Test-Blind vs. Test-Aware

CollegeVine added this distinction in Fall 2022 (relevant for UC system, Caltech). We don't differentiate — all colleges in our simulation use SAT scores.


14. Summary Scorecard

Dimension CollegeVine Our Simulation Winner
Academic scoring precision GPA + SAT vs. P25 Section-weighted AI delta Ours — continuous distance, not threshold
Extracurricular modeling 4-tier/12-sub-tier Continuous 1–10 with tier bonuses Tie — different tradeoffs (user input vs. archetype generation)
Essay modeling None (0%) 12.5% of raw score + per-app noise Ours — CV's biggest acknowledged gap
Hook modeling (ALDC) None Tier-differentiated logit multipliers Ours — legacy/athlete/donor are dominant at T1–T2
Demographic modeling Reduced post-SFFA Full SFFA tier-differentiated + gender + income Ours — more nuanced post-SFFA model
ED/EA modeling ~1.6× average Per-college overrides (1.2–8.0×) + round seat constraints Ours — real data, market clearing
Demonstrated interest None Per-college DI boost × round multiplier Ours — critical at Tulane/NEU/Wake
College coverage 1,500+ 55 CollegeVine — 30× more schools
Individual precision Real student data Synthetic agents from archetypes CollegeVine — actual profile vs. archetype
Market dynamics None (isolated predictions) Full market clearing, yield, waitlist, melt Ours — the whole point
Transparency Black box Every coefficient inspectable Ours
Aggregate calibration Published ±3pp Monte Carlo validated across 55 colleges Tie — different calibration targets
Selective school accuracy Systematically overpredicts Calibrated with ELITE_BOOST + pool correction Ours — by design
Accessibility Free for any student Research tool CollegeVine — serves 2.4M users

Sources

  • CollegeVine chancing engine blog posts (see collegevine.md Sources section)
  • sim.jscomputeAdmissionScore() (line 2383), initColleges() (line 2027), buildCollegeLists() (line 1514)
  • SFFA v.
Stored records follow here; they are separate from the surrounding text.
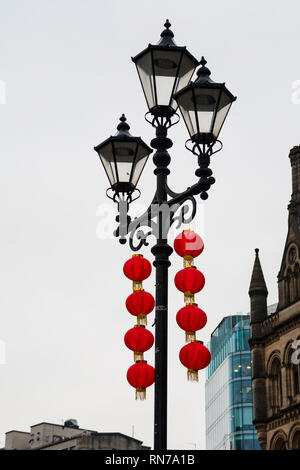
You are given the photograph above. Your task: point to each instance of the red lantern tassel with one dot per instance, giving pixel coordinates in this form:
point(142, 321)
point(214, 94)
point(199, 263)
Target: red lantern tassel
point(190, 336)
point(138, 356)
point(188, 261)
point(137, 285)
point(140, 394)
point(142, 319)
point(189, 297)
point(192, 375)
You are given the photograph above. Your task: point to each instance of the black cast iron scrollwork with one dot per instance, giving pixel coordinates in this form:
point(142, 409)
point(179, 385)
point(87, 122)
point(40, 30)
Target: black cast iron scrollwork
point(179, 208)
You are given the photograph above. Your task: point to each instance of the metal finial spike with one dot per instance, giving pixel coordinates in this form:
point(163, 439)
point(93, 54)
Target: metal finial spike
point(203, 70)
point(123, 126)
point(167, 33)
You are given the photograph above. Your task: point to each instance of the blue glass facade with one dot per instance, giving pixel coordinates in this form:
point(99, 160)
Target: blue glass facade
point(228, 388)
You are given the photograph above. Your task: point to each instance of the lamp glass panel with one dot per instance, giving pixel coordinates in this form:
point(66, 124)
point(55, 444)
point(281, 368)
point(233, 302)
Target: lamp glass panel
point(186, 71)
point(106, 156)
point(125, 154)
point(187, 109)
point(224, 106)
point(206, 101)
point(141, 159)
point(144, 68)
point(165, 69)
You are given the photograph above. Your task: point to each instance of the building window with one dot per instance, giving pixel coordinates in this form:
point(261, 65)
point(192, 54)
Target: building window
point(276, 385)
point(296, 280)
point(293, 377)
point(279, 444)
point(296, 441)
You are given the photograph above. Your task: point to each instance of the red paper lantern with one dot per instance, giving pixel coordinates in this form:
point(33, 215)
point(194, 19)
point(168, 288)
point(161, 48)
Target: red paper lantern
point(139, 340)
point(137, 268)
point(188, 244)
point(141, 376)
point(191, 319)
point(189, 280)
point(194, 356)
point(140, 304)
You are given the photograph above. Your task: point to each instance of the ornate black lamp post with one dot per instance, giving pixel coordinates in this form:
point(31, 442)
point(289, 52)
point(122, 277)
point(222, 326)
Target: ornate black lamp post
point(165, 71)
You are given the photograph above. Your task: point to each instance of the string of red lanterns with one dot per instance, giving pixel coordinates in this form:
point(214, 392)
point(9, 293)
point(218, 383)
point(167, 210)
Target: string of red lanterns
point(138, 339)
point(194, 355)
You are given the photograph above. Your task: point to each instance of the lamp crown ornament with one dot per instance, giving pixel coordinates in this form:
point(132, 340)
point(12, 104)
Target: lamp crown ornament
point(123, 127)
point(167, 36)
point(203, 71)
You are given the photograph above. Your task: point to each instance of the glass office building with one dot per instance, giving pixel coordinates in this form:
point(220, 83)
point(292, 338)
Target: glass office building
point(228, 388)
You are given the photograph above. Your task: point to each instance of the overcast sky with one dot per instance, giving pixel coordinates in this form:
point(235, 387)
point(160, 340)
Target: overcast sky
point(67, 68)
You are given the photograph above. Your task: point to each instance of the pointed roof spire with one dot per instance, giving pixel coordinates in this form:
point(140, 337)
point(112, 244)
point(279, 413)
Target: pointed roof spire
point(257, 284)
point(167, 36)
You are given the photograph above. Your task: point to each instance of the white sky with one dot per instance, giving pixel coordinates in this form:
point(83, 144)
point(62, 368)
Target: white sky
point(69, 76)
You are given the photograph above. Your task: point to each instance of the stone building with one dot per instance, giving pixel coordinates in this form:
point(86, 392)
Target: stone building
point(48, 436)
point(275, 338)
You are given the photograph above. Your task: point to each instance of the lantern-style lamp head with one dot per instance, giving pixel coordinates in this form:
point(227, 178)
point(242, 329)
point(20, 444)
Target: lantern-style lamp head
point(123, 157)
point(204, 106)
point(163, 70)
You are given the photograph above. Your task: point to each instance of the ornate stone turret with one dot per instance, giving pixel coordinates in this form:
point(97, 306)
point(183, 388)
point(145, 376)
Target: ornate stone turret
point(294, 156)
point(258, 293)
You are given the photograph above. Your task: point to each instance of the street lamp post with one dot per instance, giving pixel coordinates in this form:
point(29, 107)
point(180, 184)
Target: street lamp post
point(165, 71)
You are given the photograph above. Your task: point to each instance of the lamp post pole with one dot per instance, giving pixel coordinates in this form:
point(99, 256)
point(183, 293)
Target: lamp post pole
point(165, 72)
point(161, 250)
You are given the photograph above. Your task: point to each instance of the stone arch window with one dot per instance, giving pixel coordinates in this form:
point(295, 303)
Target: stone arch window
point(287, 286)
point(292, 373)
point(297, 281)
point(275, 384)
point(279, 441)
point(280, 444)
point(295, 440)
Harvard trial data (Arcidiacono expert testimony) — hook multiplier calibration
  • Chetty 2023 (Opportunity Insights) — income residual
  • Class of 2029 ED multiplier actuals — research/ed_multipliers.json

Some sections containing simulation-specific implementation details have been omitted from this public version. The research data and analysis above is based on publicly available sources.